Mortgage fraud doubles in 2009
The 2000s were a decade of fraud, according to KPMG Forensic’s Fraud Barometer, with mortgage fraud doubling in 2009.
There were 31 cases worth £77m in the year, compared to 10 cases worth just £3.7m in 2007 and 25 cases worth £36m in 2008.
Some cases involved organised rings, such as one case of alleged commercial mortgage fraud in which six people were charged with selling properties between one another in a number of back-to-back deals at inflated prices.
Others involved individual applicants, such as one North East man who was charged with 16 different offences relating to mortgage loan application fraud, totalling over £700,000.
KPMG predicts that increasing amounts of mortgage fraud will come to light in the wake of the end of the property boom and as lenders increasingly scrutinise their mortgage books and reclassify their mortgage asset portfolios.
Overall fraud reached a peak in 2009 when a record £1.3bn of cases came to court.

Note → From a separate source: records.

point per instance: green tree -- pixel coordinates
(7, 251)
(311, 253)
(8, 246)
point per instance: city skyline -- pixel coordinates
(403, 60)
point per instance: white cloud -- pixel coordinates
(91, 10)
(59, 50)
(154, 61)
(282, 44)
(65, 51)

This is the highest figure since KPMG began compiling data back in 1987. Taken together, the 2000s saw a major uplift in serious fraud cases compared to the 1990s – some 1750 cases of serious fraud where the charges are at a value of £100,000 or more came to court, compared to only 700 cases in the 1990s. Over £7bn of fraud was heard in Britain’s courts in the ‘Noughties’, compared to less than £5bn in the 1990s.
Hitesh Patel, partner at KPMG Forensic, says: “Britain appears to have a rising fraud problem, as is evident by looking at the steady increase through the last ten years. The last decade, I am afraid, could certainly be dubbed the ‘naughty Noughties’.
“The credit crunch will undoubtedly make the situation worse, and we are yet to see the full impact of it. The forecast therefore is: getting worse.